Lo scorso 28 gennaio il presidente ecuadoriano Rafael Correa ha posto un ultimatum di 45 giorni alle compagnie petrolifere operanti nel suo paese obbligandole a modificare i contratti con lo stato (nell'area OPEC fin dal '73) al fine di ridurre drasticamente i loro profitti. Il 99% dei proventi dovrà andare nelle casse dell'erario mentre solamente l'1% rimarrà alle imprese (il precedente accordo prevedeva una spartizione paritaria dei guadagni). La linea economica del leader andino (molto vicina a quella del venezuelano Hugo Chávez) mira a saldare i conti con le aziende straniere - la statunitense City Oriente, la cinese Andes Petroleum, la brasiliana Petrobras, la spagnola Repsol e la francese Perenco - pagando loro i costi delle infrastrutture e obbligandole ad abbandonare i giacimenti per poterli poi mettere nelle mani dell'impresa statale Petroecuador.

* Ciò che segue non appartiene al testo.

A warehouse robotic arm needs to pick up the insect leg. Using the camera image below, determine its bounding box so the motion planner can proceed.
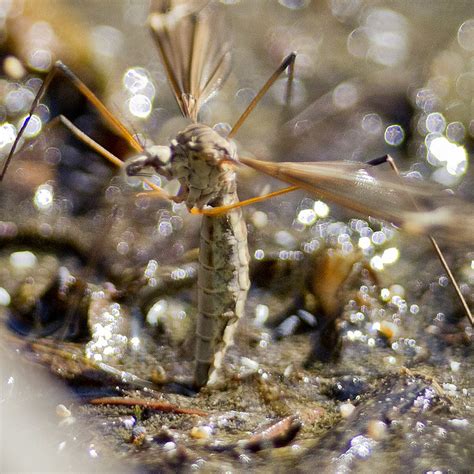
[0,61,143,181]
[367,155,474,326]
[191,186,300,216]
[227,53,296,138]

Nella stessa giornata il presidente iraniano Mahmoud Ahmadinejad, parlando nella città sudorientale di Bushehr, vicino al sito del previsto "primo" impianto nucleare iraniano (costruito grazie all'aiuto della Russia), ha predetto che tra non più di 12 mesi il suo paese potrà usufruire dell'energia atomica. Sfidando la pressione internazionale (l'occidente teme che vengano prodotte armi nucleari), l'Iran (altro membro dell'OPEC e quarto produttore mondiale di greggio) vuole fermamente costruire una "pacifica" rete di centrali nucleari per poter soddisfare la domanda interna di elettricità e preservare i suoi giacimenti di petrolio e gas naturale per la ben più proficua esportazione. La situazione potrebbe avere evoluzioni preoccupanti ed imprevedibili data l'inaffidabilità del presidente iraniano ma, senza alcun dubbio, il piano economico di Ahmadinejad ha delle fondamenta: attualmente il 40% del petrolio iraniano viene utilizzato per uso interno e slegare il paese da questa dipendenza porterebbe ad un aumento vertiginoso dei profitti e delle esportazioni.

"Il mercato è ben approvvigionato e, a differenza dello scorso dicembre, non c'è alcuna ragione che giustifichi un intervento o un aumento della produzione". Questa dichiarazione rilasciata congiuntamente dai ministri dell'energia e del petrolio riassume le intenzioni espresse dal vertice dell'OPEC riunitosi a Vienna il 30 gennaio scorso; i 92 dollari al barile non preoccupano i produttori che, al contrario, considerando la recessione americana e il rallentamento che l'economia globale subirà nei prossimi mesi, prevedono un calo della domanda e ipotizzano un conseguente ulteriore taglio della produzione in corrispondenza del 5 marzo, data del prossimo vertice. Il malcontento per tali decisioni è evidente e il senso di impotenza di fronte a dinamiche economico-politiche così lontane dalla nostra quotidianità è ben sintetizzato dalla reazione di Antonio Catricalà, presidente della Autorità per la concorrenza e il mercato: "L'OPEC non può essere sanzionato da nessuna autorità antitrust, nonostante l'evidente violazione delle regole più elementari della libera concorrenza, perché è un'intesa tra stati e non tra imprese. Comunque continuo a chiedermi - ha proseguito - come sia possibile che il petrolio, estratto ad un costo di 5 dollari per barile, salga a 100 dollari, considerando che un barile, equivalente a 170 litri, per essere raffinato richiede un costo aggiuntivo del 20%. Dunque tutto quello che arriva in più è profitto e sovrapprofitto".

Gli analisti possono continuare a sostenere che è colpa dell'inflazione, della recessione globale o semplicemente delle leggi del mercato; sfortunatamente la spia della benzina non capisce molto di economia, fiuta soltanto la pericolosità della situazione e ci segnala che qualcosa non quadra rimanendo costantemente accesa.